I have a data frame which contains some characteristics from clients and contracts and 0s and 1s showing whether a fall happened the period between 2008 and 2017. I'm using a binomial model to regress probability of fall on the characteristics. I have 38000 differents contracts.
So I'm using an binomial model like this (R-code):
formule <- y ~ Niveau_gar_incapacite + Niv_indem_mens + Regrpt_franchise + Niveau_prime + Situation_familiale + Classe_age_chute + Grde_Region + Regrpt_strate + Taille_courtier + Commission + Retention + Anciennete + Regrpt_CSP + Regrpt_sinistres + Couplage
logit <- glm(Chute_commerciale~1, data=train, family=binomial(link="logit"))
selection_asc_AIC <- step(logit, direction="forward", trace=TRUE, k=2, scope=list(upper=formule))
After some tests to find multi-collinearity, I did eliminations of variables or groupings of terms.

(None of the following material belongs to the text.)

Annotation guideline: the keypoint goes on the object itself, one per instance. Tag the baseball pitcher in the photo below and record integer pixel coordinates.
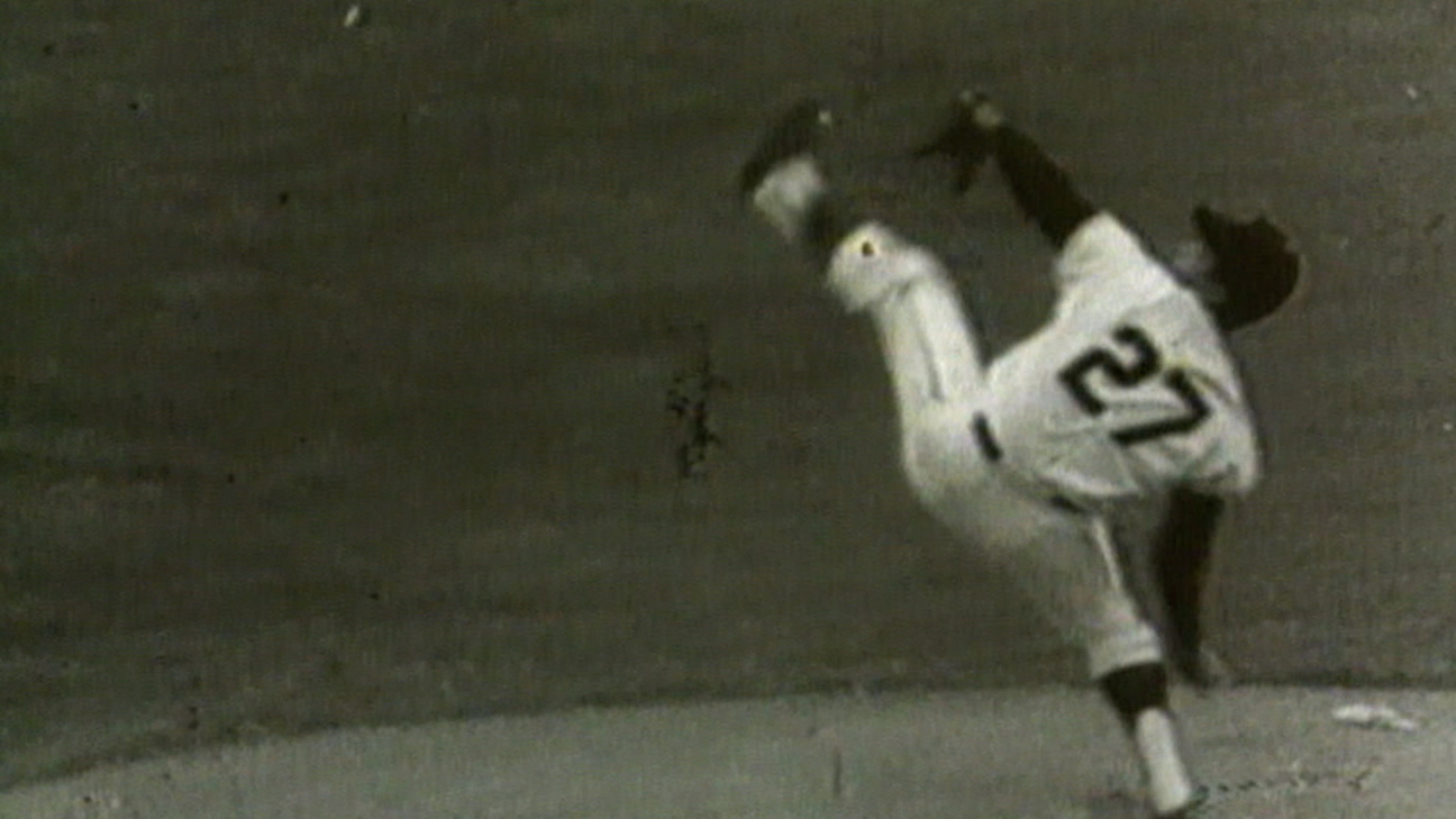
(1128, 394)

I have this result :
results from GLM
results from GLM 2
This results are not correct with null deviance and residual deviance.
I supposed my variable exposure that is the problem. In fact, I have contracts beginning and finishing at differents years. So my exposure can be 5.32 or 1.36 and I have truncation and censorship.
How can I treat this variable exposure in regression logistic binomial ? If I duplicate my row by the number of year of exposure, there is a problem of independance of observations.